= Jose Duato =

José Francisco Duato Marín (Alberic, Valencia, born 1958) is a Spanish professor and researcher awarded the National Prize for Research Julio Rey Pastor in 2009 and the King Jaime I Prize for new technologies in 2006. His research is based mainly in the field of interconnection networks and develops its role as Full Professor in the Department of Computer Engineering (DISCA) at the Polytechnic University of Valencia.

First author of the book "Interconnection Networks: An Engineering Approach", published in the United States by the IEEE Computer Society Press in 1997 and by Morgan Kaufmann in 2002. It is the most quoted book on interconnection networks in existence today (over 1400 citations ). Is being used by engineers designing interconnection networks in the market-leading companies (IBM, Compaq, Intel, Sun Microsystems) and to provide doctoral programs, especially in the United States.
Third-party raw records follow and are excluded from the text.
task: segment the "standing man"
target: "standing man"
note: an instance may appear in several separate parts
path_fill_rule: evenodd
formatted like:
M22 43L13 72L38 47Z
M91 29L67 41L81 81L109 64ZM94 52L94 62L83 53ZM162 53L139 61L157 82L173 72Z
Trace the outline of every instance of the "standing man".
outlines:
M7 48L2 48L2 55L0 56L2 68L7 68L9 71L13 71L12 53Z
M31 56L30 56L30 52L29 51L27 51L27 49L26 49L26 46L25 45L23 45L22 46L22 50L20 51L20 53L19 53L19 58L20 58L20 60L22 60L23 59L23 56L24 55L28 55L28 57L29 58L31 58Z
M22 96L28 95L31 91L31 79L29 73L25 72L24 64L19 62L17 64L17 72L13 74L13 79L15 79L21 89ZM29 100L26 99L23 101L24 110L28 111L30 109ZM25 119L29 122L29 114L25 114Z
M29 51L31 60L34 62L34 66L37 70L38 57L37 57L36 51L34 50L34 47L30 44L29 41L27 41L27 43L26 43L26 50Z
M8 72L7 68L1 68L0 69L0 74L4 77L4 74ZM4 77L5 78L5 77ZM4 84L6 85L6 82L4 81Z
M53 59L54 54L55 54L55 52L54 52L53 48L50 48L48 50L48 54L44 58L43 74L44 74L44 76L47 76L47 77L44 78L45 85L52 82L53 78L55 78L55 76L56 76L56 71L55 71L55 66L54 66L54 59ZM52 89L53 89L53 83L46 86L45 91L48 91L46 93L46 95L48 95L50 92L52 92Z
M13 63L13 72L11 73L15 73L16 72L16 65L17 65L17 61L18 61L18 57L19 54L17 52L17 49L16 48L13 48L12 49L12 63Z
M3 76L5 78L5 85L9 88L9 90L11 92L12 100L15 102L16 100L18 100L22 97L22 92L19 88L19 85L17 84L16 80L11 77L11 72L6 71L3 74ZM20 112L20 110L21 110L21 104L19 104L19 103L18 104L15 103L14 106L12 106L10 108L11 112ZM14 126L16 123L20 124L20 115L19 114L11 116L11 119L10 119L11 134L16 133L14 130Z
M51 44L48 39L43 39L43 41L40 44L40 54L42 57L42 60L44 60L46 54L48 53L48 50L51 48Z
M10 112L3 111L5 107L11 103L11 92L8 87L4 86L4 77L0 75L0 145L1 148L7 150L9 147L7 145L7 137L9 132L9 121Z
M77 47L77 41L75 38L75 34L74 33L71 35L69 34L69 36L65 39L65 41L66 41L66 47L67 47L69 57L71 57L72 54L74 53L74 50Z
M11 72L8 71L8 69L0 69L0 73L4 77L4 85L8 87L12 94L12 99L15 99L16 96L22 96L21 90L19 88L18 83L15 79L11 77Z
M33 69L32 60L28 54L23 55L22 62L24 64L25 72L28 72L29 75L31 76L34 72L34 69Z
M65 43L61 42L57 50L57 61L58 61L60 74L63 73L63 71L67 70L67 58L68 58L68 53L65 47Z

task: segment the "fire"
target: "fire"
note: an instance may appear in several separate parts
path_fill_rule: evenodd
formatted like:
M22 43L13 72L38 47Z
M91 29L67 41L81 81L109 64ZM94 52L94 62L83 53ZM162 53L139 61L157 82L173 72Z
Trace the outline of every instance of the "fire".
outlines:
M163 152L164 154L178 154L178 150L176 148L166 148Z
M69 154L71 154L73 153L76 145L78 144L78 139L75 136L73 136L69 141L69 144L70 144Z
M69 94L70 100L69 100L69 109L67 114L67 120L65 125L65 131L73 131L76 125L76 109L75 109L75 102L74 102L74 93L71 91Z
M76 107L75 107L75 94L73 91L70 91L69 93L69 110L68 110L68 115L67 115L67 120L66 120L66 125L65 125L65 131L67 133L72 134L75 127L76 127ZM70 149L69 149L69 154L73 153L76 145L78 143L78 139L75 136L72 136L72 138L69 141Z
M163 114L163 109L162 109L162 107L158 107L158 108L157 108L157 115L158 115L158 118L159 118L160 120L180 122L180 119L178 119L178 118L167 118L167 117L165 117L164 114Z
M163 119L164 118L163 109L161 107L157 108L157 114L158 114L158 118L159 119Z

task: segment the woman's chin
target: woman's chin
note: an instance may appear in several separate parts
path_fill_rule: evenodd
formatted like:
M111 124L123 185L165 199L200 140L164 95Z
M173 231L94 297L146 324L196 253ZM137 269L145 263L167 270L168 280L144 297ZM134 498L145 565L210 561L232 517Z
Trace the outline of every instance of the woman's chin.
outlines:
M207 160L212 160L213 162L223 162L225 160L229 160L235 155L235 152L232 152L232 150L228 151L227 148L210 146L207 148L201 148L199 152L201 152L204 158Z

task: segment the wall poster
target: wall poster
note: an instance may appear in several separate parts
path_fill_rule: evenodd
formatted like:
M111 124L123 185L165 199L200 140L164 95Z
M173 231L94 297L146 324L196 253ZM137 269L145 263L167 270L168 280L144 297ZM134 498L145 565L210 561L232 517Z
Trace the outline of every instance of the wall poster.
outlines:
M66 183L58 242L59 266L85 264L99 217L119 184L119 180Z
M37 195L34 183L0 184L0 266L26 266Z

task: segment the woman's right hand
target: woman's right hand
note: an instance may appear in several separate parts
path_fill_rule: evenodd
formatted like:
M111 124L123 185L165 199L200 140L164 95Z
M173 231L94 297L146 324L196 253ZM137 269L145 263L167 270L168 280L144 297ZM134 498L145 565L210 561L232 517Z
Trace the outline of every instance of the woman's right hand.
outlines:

Co-author of the chapter on interconnection networks in the fourth edition of the book "Computer Architecture: A Quantitative Approach" by John Hennessy and Dave Patterson. This is the most widely used and cited book on computer architecture available today (more than 8000 citations in total).

In 2009, Prof. Duato received the prestigious national award "Julio Rey Pastor", in the field of mathematics and information technologies and the communications, for his contributions of international importance in the field of the interconnection networks and for the transference of these results to the industry.